I’d appreciate any counsel regarding how I might best support/guide/advise my high school graduate in her future plans when she seems very undecided. She is a sweet and faithful girl, always dependable, and had yearnings for religious life as a young child. Now however, she says she feels no “pull” to a religious vocation, and so since she feels she is not called by God for religious life, she is drifting in and out of different areas of interest, vocal music (classical and Italian), business franchise, cake decorating…without any distinct assurance of which way to go. When pressed as to her desires, she says “I have no preference.” Her godfather is a seminarian and he has felt convinced that she has a religious calling for some time. But she herself does not…
I just love it when someone else “feels” that a young person has a vocation to a specific form. They may or may not be right, but heaven help all of us if they push it.

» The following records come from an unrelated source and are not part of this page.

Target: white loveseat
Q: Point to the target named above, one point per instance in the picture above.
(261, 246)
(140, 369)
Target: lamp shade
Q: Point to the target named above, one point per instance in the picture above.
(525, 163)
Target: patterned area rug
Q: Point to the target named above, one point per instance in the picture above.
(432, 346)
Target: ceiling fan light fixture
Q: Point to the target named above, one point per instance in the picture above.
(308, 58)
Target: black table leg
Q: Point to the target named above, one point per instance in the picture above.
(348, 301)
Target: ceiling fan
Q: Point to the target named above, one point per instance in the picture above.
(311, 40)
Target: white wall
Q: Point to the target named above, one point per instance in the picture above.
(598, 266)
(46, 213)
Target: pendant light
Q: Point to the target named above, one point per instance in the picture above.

Your daughter does not sound at all unlike most people her age.
If God is calling a person to a certain vocation, and the person does not go through that “door”, God does not punish, nor does He abandon; he opens another door.
In addition, many people now are what we euphemistically used to call “delayed” vocations. People are simply not signing up in droves at the age of 18. In addition, many of the communities they could sign up with do not particularly want someone at that age - for any number of reasons. Among them are the fact that people nowadays at 18 go through far more permutations on “who they want to be” than people used to 50 years ago or more - when there were more people entering religious life at 18. There is also the very economic fact that if the person entering does not have a college degree, and in the opinion of the community should have one, it will be a cost to the community that they often cannot well bear.
Some people with vocations never get a clue about it until later in life (that is not as a child); and many children dream and model on having a vocation, grow up, and are actually called to a different vocation, a point not often considered by others.
It would seem, if she does not perceive at this time that she has a vocation to the religious life, that others who are concerned about it should keep their counsel, pray that the Holy Spirit direct her where the Spirit would have her, and support any decision making process she goes through - even if it is not what they “feel” she is called to. One wants to encourage all vocations; but frequently commenting on what one “feels” she is called to can have just the opposite effect - pushing her away. She has been asked and has answered. Assuming she is a reasonably intelligent young lady and not drifting in her faith, she has answered the question asked. That should be respected.
And if she is drifting in her faith, continuing to probe and comment is more likely to push her away than to bring her back.
And religious communities need people to decorate cakes, bake pies, teach music, do the books, operate a business… all of the things she is expressing interest in can have value to a community.